MySQL Clustered Index or Non Clustered index? (Database Design)

clustered-indexMySQLnonclustered-indexperformanceperformance-tuning

I know this might be a basic thing for you guys in this corner of SE but I'm having some trouble figuring out the best option for designing my DB.

I am creating a custom app where the user will be entering data into a table(lets call this table "manifest") at least 1 entry every minute, each entry will have data grabbed from the input field and when adding the new row, the current date and time is also being added to a datetime column.

This table will later be browsed by the app users on the front end at least 4 times a week when they come to do some exporting of their previously entered data.

I expect them to a lot of ordering by date, so I was planning to do an index on the date column for the first 8 characters of the MYSQL DATE = 00/00/00 (id leave out the time portion).


From what I know about indexes is that they slow down inserting and updating of data because the index needs to be rebuilt every time new data is entered.

This sounds like it would be inefficient to create an index(other than the primary key[id]) if the users will be inputting data at least once a minute for maybe 2 hours straight(per day) and the index would have to be rebuilt every minute(?) new data comes in.


I know this table would just keep growing because they need to keep track of the records for years on end, that's why I'd want to put an index on the date column to make it future proof in terms of speed. But the fact that they'd be inputting data into it so frequently and indexes would have to be rebuilt every time has me a little lost on how to proceed.

I was thinking a non-clustered index would solve the issue? I've watched several videos explaining the two and it seems that the rebuilding would still need to take place for non-clustered indexes?

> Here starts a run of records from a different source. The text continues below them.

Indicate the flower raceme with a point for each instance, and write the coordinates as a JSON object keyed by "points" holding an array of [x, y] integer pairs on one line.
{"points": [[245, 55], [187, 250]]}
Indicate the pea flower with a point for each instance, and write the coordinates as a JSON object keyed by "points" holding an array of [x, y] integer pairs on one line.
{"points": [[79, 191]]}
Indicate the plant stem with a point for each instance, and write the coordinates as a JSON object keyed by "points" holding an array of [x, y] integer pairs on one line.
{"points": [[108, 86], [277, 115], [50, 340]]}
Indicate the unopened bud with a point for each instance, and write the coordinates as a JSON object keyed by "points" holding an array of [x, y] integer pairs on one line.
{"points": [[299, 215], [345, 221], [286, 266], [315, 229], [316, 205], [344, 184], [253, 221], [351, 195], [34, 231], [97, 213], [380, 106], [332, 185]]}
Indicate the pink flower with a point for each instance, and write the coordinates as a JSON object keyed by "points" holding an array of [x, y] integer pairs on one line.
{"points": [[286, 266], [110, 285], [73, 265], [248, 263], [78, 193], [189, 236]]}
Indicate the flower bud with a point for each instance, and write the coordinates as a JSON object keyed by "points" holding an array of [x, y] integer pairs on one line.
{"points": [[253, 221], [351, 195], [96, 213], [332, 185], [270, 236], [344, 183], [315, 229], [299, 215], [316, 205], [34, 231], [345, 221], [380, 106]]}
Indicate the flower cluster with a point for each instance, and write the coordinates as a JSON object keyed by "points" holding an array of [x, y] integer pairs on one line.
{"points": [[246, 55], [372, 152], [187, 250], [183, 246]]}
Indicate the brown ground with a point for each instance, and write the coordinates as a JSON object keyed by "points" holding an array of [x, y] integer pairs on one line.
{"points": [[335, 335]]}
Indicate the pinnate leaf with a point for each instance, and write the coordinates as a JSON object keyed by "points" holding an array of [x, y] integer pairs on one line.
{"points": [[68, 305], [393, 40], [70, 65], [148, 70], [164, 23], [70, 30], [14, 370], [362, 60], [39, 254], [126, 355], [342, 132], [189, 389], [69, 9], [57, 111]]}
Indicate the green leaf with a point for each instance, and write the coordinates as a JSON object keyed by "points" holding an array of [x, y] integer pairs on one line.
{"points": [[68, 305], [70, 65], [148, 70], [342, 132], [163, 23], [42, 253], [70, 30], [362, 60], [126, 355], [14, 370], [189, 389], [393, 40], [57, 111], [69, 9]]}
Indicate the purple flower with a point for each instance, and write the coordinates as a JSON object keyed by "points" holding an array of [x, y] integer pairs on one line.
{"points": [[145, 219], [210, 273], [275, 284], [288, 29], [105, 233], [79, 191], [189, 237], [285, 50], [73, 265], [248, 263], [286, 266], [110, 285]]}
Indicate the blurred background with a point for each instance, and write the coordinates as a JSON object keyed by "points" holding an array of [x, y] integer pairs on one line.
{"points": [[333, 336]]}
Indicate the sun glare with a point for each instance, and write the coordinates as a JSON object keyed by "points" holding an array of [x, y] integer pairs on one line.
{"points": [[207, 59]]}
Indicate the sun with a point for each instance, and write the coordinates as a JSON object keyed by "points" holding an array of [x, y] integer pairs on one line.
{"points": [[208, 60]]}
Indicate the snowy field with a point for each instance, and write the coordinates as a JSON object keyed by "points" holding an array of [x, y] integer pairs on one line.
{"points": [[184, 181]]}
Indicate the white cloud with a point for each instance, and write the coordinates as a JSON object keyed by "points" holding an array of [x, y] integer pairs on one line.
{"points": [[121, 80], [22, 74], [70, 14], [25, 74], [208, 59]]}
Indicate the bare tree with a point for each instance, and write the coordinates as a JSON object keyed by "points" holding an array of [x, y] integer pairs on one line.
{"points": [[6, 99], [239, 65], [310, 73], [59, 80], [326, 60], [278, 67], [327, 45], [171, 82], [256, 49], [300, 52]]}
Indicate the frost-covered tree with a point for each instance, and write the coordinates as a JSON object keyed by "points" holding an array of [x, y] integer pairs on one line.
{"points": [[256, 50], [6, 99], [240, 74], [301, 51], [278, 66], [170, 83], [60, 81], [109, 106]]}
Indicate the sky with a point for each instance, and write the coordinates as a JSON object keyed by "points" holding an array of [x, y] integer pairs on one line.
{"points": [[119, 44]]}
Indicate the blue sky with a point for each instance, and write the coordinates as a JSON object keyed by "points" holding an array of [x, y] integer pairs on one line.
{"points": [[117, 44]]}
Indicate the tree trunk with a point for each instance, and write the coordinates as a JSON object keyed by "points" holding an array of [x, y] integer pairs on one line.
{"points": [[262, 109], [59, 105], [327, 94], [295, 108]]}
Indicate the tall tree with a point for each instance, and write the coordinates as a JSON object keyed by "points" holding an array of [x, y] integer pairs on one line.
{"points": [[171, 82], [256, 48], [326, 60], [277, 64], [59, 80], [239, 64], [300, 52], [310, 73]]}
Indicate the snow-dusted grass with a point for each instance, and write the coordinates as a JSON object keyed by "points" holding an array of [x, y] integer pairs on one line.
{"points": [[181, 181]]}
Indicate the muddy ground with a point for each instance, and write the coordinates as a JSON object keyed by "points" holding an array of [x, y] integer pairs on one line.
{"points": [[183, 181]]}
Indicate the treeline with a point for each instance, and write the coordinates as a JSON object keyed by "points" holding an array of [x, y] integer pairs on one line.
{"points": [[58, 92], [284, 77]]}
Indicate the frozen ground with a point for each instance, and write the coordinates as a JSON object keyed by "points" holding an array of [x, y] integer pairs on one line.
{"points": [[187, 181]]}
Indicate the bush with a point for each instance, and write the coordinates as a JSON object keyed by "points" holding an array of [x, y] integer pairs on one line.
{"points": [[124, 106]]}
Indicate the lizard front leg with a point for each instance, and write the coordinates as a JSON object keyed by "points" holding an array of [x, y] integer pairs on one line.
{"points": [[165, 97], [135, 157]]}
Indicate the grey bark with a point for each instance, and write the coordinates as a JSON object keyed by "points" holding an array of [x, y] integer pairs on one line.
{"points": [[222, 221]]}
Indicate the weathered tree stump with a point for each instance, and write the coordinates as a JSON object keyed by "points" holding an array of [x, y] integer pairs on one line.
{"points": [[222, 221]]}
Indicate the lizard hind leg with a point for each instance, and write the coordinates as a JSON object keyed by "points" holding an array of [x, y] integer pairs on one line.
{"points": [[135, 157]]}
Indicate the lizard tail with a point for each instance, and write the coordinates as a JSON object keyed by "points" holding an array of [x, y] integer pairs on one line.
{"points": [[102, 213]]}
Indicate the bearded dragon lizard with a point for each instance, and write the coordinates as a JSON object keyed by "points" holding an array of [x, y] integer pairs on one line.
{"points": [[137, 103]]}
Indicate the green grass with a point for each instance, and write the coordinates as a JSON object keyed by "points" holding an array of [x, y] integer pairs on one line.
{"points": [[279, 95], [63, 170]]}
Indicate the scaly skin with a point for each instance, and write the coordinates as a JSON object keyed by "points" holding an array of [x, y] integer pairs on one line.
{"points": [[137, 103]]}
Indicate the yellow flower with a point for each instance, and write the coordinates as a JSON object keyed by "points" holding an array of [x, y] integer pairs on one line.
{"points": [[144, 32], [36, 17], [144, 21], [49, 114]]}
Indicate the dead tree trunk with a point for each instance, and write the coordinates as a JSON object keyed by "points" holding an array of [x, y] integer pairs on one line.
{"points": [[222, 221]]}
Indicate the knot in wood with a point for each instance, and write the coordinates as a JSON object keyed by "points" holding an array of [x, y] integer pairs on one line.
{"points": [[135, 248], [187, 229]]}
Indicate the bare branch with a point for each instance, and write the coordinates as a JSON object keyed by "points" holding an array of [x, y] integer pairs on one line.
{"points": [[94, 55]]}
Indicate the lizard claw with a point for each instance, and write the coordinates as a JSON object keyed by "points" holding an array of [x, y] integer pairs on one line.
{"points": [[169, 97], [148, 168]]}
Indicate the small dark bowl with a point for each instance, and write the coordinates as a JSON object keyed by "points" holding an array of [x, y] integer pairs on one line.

Any help and performance tips would be appreciated

Best Answer

About PRIMARY KEYs:

  • Each table must have a PRIMARY KEY.
  • The PK (in MySQL's InnoDB engine) is always "clustered"
  • Indexes other than the PK are non-clustered.
  • The PK is "unique". It uniquely identifies each row.

In your question:

  • One INSERT per minute is very slow. (So, no performance concerns here, regardless of the indexes on the table, regardless of anything else.)
  • "Exporting" rows -- Do you mean "read" (SELECT) or "archive" (SELECT, then DELETE)?? (More details, please.)
  • "first 8 characters of the MYSQL DATE = 00/00/00" -- Are you not storing the DATE part? If not, then make it a TIME column. If you want to "extract" just the time (from a DATETIME, see the TIME() function.
  • "indexes ... slow down inserting and updating of data because the index needs to be rebuilt every time new data is entered." NO, NO, NO. Indexes are not rebuilt except on explicit requests -- which are rarely warranted.
  • Having an index does slow down writes slightly, but the index is likely to speed up reads significantly. So, don't fear having indexes.
  • After 10 years, you will have about 5 million rows. As tables go, this is only medium-sized. Not a problem. However, for accessing individual rows or groups of rows, indexes (whether PK or secondary) are strongly advised.
  • "I'd want to put an index on the date column to make it future proof in terms of speed." -- That does not "future-proof" it. It will help some SELECTs, but not others. Show us the selects so we can recommend a set of indexes that would be optimal for those selects.
  • Later, if you add/drop/change an index (primary or secondary), there will be some amount of effort, possibly involving copying the table over. It is premature to worry about that.